No sé qué fue entonces mayor en mí, si el temor o la indignación. Sin embargo, dominé mis dos sentimientos —creo que con buen éxito absoluto— y en el acto le contesté a Villa muy reposadamente:

—¿Y qué quiere usted que le diga? ¿Algo bueno o algo malo?

—Lo que le nazca del corazón.

—Pues que no vaya también a ser ésta una pistola muy chiripera —le dije.

Pero Villa ya no me oía.

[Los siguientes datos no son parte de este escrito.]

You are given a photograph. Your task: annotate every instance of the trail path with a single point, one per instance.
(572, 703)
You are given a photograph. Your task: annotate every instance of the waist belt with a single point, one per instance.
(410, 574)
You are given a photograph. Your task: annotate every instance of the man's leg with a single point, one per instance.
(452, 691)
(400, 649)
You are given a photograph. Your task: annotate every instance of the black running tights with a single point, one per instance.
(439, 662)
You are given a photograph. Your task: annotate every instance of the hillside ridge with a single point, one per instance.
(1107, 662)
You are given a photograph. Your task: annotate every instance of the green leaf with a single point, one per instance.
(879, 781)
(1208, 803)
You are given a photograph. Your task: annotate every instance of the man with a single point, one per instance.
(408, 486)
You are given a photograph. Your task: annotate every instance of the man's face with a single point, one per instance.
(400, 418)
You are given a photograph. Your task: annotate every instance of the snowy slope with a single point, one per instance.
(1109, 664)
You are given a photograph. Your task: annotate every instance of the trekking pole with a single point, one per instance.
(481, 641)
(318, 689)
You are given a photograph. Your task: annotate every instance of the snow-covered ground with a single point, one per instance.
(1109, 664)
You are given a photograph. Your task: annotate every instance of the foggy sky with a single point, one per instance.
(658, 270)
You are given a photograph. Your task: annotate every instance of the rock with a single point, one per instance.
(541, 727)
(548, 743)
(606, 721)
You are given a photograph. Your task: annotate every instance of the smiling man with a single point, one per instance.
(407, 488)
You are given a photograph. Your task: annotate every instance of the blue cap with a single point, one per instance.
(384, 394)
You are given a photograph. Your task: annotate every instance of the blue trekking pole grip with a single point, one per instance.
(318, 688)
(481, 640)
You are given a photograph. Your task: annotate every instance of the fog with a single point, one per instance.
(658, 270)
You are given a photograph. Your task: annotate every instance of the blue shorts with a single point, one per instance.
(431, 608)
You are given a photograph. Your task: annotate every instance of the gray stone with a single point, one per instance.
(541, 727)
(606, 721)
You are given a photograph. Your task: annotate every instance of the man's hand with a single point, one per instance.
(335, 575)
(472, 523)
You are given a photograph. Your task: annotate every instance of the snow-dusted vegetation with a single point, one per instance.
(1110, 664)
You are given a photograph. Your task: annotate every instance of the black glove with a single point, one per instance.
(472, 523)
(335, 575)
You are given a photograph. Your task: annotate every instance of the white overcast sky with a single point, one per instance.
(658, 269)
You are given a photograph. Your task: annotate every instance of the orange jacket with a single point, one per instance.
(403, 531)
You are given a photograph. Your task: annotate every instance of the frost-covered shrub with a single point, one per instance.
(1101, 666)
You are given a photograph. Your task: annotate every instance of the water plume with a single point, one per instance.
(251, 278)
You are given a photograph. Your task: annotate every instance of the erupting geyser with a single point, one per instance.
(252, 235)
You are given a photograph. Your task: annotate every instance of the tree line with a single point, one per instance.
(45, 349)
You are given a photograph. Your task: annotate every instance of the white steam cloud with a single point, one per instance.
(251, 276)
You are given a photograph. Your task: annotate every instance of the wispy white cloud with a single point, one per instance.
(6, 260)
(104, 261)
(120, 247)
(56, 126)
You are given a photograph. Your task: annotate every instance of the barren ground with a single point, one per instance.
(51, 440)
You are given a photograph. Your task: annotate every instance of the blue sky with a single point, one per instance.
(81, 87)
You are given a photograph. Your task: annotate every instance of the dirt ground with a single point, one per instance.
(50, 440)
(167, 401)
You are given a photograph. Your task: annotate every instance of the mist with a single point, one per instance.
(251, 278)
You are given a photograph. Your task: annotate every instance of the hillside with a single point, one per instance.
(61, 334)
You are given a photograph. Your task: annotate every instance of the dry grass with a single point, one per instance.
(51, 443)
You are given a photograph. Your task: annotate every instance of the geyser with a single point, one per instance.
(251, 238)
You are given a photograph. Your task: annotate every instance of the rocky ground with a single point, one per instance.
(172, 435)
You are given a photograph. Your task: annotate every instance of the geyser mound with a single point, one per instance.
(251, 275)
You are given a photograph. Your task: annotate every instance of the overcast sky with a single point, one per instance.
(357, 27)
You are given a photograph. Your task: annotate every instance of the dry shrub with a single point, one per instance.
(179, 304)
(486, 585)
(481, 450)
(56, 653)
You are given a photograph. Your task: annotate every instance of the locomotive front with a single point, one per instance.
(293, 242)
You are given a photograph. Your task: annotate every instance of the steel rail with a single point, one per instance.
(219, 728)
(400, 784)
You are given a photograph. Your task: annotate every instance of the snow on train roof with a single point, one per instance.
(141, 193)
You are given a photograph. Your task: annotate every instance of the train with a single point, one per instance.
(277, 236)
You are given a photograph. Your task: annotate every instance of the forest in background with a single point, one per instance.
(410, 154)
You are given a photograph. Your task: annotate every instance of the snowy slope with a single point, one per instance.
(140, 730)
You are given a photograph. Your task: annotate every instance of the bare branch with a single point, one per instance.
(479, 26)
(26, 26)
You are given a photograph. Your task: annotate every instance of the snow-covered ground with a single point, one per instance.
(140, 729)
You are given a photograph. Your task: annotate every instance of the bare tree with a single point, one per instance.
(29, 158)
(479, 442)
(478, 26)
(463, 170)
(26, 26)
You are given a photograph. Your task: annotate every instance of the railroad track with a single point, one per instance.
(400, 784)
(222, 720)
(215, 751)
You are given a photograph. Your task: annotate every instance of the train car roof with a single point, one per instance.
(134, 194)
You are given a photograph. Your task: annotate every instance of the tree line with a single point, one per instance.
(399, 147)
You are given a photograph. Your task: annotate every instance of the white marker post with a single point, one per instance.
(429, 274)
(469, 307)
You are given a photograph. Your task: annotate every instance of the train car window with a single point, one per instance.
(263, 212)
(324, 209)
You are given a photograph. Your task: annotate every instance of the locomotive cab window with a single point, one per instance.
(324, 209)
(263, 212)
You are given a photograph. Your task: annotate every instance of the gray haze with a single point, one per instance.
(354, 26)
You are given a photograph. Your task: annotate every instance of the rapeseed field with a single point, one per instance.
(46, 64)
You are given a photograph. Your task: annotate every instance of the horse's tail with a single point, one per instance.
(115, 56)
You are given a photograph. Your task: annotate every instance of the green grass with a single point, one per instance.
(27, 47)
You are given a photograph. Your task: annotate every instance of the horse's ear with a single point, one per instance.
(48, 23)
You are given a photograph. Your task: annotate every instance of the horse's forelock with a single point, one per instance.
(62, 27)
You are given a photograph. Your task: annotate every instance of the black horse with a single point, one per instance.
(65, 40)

Miró a Domínguez y fue dejando caer lentamente el brazo, mientras preguntaba:

—Bueno: ¿y cuál es el más valiente de los dos?

Como acababa yo de padecer un miedo horrible, respondí sin titubeos:

—Domínguez.

Y Domínguez, que con justicia tenía muy alta idea de su inmenso valor, dijo:

—Ninguno.

—Pues ¡qué se me hace —replicó el guerrillero— que es más valiente el civil que el militar!

Aquella observación, inexplicable e injusta, nunca se la perdonó Domínguez a Villa, ni creo que jamás me la haya perdonado a mí.